La surcharge pondérale est un facteur aggravant pour de nombreuses pathologies, dont le Covid-19.

Qui ne connaît pas, dans son entourage proche, au moins une personne en surpoids ? Cette problématique concerne en effet environ 1 personne adulte sur 2, dans la plupart des pays occidentaux.
Le surpoids, et son aggravation l’obésité, trouvent leur source dans de multiples facteurs. On pense, d’abord, à une alimentation trop riche et déséquilibrée, ainsi qu’à la sédentarité. Mais la génétique peut aussi intervenir, de même que des facteurs psychologiques et autres perturbations du mode de vie.

Pour évaluer la situation pondérale d’une personne adulte, on calcule son IMC (indice de masse corporelle). Cette donnée s’obtient en divisant le poids (en kg) par le carré de la taille (en m).
Par exemple, une personne mesurant 1,80 m pour 75 kg possède un IMC de 23,15 km/m2.

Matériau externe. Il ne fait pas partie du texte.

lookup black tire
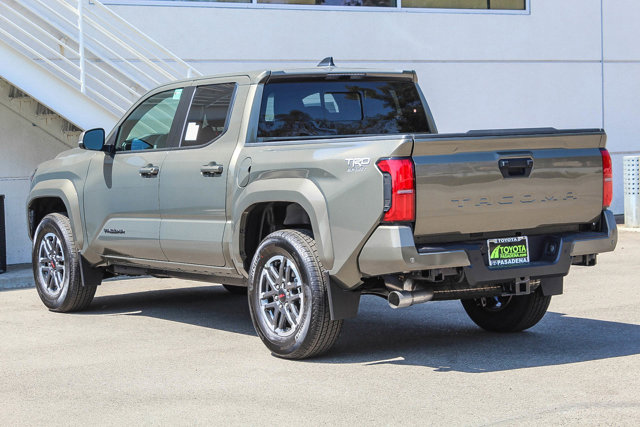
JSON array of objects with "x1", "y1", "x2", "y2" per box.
[
  {"x1": 31, "y1": 213, "x2": 101, "y2": 313},
  {"x1": 222, "y1": 284, "x2": 247, "y2": 295},
  {"x1": 461, "y1": 289, "x2": 551, "y2": 332},
  {"x1": 248, "y1": 230, "x2": 342, "y2": 359}
]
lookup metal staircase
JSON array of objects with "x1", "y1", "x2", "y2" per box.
[
  {"x1": 0, "y1": 78, "x2": 82, "y2": 150},
  {"x1": 0, "y1": 0, "x2": 200, "y2": 128}
]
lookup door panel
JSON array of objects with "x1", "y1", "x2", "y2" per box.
[
  {"x1": 160, "y1": 83, "x2": 242, "y2": 267},
  {"x1": 84, "y1": 151, "x2": 167, "y2": 260},
  {"x1": 84, "y1": 88, "x2": 190, "y2": 261}
]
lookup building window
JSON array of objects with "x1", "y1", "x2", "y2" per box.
[
  {"x1": 258, "y1": 0, "x2": 396, "y2": 7},
  {"x1": 119, "y1": 0, "x2": 527, "y2": 10},
  {"x1": 402, "y1": 0, "x2": 526, "y2": 10}
]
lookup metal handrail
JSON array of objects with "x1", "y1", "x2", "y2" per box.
[{"x1": 0, "y1": 0, "x2": 202, "y2": 114}]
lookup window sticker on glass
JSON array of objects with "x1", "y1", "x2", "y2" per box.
[{"x1": 184, "y1": 122, "x2": 200, "y2": 141}]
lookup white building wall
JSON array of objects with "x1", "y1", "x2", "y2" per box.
[
  {"x1": 0, "y1": 104, "x2": 69, "y2": 264},
  {"x1": 603, "y1": 0, "x2": 640, "y2": 213},
  {"x1": 111, "y1": 0, "x2": 640, "y2": 214}
]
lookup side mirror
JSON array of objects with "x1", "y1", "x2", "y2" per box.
[{"x1": 78, "y1": 129, "x2": 104, "y2": 151}]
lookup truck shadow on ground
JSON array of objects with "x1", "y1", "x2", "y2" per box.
[{"x1": 85, "y1": 286, "x2": 640, "y2": 373}]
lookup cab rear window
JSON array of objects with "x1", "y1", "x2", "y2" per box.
[{"x1": 257, "y1": 80, "x2": 429, "y2": 141}]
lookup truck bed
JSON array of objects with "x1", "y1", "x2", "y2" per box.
[{"x1": 413, "y1": 128, "x2": 606, "y2": 237}]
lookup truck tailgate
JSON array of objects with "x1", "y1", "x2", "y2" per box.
[{"x1": 413, "y1": 129, "x2": 606, "y2": 236}]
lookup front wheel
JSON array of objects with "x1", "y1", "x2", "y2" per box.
[
  {"x1": 31, "y1": 213, "x2": 101, "y2": 312},
  {"x1": 461, "y1": 289, "x2": 551, "y2": 332},
  {"x1": 248, "y1": 230, "x2": 342, "y2": 359}
]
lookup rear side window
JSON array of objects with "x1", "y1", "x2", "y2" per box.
[
  {"x1": 181, "y1": 83, "x2": 236, "y2": 147},
  {"x1": 258, "y1": 80, "x2": 429, "y2": 140}
]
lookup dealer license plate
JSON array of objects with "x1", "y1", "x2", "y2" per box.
[{"x1": 487, "y1": 236, "x2": 529, "y2": 267}]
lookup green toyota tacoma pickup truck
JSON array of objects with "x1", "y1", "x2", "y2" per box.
[{"x1": 27, "y1": 61, "x2": 617, "y2": 359}]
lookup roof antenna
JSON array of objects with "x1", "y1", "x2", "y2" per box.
[{"x1": 318, "y1": 56, "x2": 336, "y2": 67}]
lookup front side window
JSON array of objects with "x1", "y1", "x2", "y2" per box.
[
  {"x1": 116, "y1": 89, "x2": 182, "y2": 151},
  {"x1": 181, "y1": 83, "x2": 236, "y2": 147},
  {"x1": 258, "y1": 79, "x2": 429, "y2": 140}
]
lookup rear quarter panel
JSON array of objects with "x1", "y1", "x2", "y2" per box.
[{"x1": 232, "y1": 136, "x2": 413, "y2": 287}]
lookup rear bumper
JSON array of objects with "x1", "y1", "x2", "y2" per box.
[{"x1": 358, "y1": 210, "x2": 618, "y2": 284}]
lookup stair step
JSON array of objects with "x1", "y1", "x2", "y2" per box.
[
  {"x1": 36, "y1": 103, "x2": 58, "y2": 116},
  {"x1": 9, "y1": 85, "x2": 31, "y2": 99}
]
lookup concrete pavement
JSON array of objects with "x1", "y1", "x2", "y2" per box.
[{"x1": 0, "y1": 230, "x2": 640, "y2": 425}]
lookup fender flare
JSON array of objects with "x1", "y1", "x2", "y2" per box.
[
  {"x1": 27, "y1": 179, "x2": 84, "y2": 250},
  {"x1": 231, "y1": 178, "x2": 334, "y2": 276}
]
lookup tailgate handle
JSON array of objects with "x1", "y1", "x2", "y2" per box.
[{"x1": 498, "y1": 157, "x2": 533, "y2": 178}]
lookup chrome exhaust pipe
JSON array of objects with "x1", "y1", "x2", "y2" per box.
[{"x1": 387, "y1": 289, "x2": 433, "y2": 308}]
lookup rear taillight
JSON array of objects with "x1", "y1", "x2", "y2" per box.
[
  {"x1": 600, "y1": 148, "x2": 613, "y2": 208},
  {"x1": 378, "y1": 159, "x2": 416, "y2": 222}
]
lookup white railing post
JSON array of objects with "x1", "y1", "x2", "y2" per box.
[{"x1": 78, "y1": 0, "x2": 86, "y2": 93}]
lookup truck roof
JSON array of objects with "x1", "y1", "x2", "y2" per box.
[{"x1": 159, "y1": 66, "x2": 418, "y2": 87}]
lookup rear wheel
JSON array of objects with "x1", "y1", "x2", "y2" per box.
[
  {"x1": 31, "y1": 213, "x2": 101, "y2": 312},
  {"x1": 248, "y1": 230, "x2": 342, "y2": 359},
  {"x1": 461, "y1": 289, "x2": 551, "y2": 332}
]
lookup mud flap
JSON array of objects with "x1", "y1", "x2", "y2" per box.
[
  {"x1": 78, "y1": 252, "x2": 104, "y2": 287},
  {"x1": 325, "y1": 273, "x2": 361, "y2": 320}
]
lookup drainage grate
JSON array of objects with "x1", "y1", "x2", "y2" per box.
[{"x1": 624, "y1": 156, "x2": 640, "y2": 227}]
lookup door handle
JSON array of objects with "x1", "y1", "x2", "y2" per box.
[
  {"x1": 200, "y1": 162, "x2": 224, "y2": 176},
  {"x1": 139, "y1": 163, "x2": 160, "y2": 177}
]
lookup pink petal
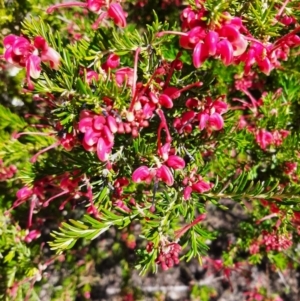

Pour l’OMS (Organisation mondiale de la santé), le surpoids commence à partir d’un IMC de 25 ; l’obésité, à partir d’un IMC de 30. A 35, on parle d’obésité morbide. A ce stade, “vous risquez les apnées du sommeil, l’arthrose, le cancer du sein, de l’ovaire ou du colon par exemple. Vous aggravez les risques de dépression, d’ulcère à l’estomac, de reflux gastrooesophagien… et j’en passe”, indique le Pr Jean-Jacques Houben, spécialiste de l’obésité, professeur honoraire à l’Université libre de Bruxelles (ULB).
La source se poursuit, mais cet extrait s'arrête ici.